Poor glycemic control tied to daily media viewing, diabetes duration, socioeconomic status

FRIDAY, Sept. 23 (HealthDay News) -- Duration of diabetes, socioeconomic status, extensive daily media viewing, but not physical activity are significant risk factors of poor glycemic control in children, adolescents, and young adults with type 1 diabetes, according to a study published online Sept. 16 in Diabetes Care.

Angela Galler, M.D., from the Charité-Universitätsmedizin Berlin, and colleagues investigated the correlation between media consumption habits, physical activity, socioeconomic status, and glycemic control in 296 youths (age, less than 22 years; average age, 13.7 years) with type 1 diabetes. Clinical data and hemoglobin A1c (HbA1c) levels were collected, and risk factors analyzed by multiple regression. Participants had average HbA1c levels of 8.7 and an average diabetes duration of 6.1 years.

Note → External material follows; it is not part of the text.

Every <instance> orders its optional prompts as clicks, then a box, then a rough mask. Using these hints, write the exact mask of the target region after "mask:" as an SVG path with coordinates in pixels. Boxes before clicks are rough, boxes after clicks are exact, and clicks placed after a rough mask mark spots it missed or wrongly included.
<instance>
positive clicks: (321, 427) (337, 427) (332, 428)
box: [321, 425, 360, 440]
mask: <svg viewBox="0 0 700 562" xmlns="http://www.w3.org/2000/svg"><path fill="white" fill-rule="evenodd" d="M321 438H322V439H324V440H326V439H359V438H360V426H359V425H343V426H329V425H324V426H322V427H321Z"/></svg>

The investigators found that those with type 1 diabetes spent an average 2.9 hours daily using computers and watching television and an average 5.1 hours weekly on physical activity. Diabetes duration, socioeconomic status, and daily media consumption time were identified as significant risk factors for glycemic control on multiple regression analysis.

"Extensive media consumption and many of the risk factors known to date can explain only part of the variance in HbA1c and part of the risk for poor glycemic control. Further studies (e.g., intervention studies) are needed to improve on our understanding of metabolic control," the authors write.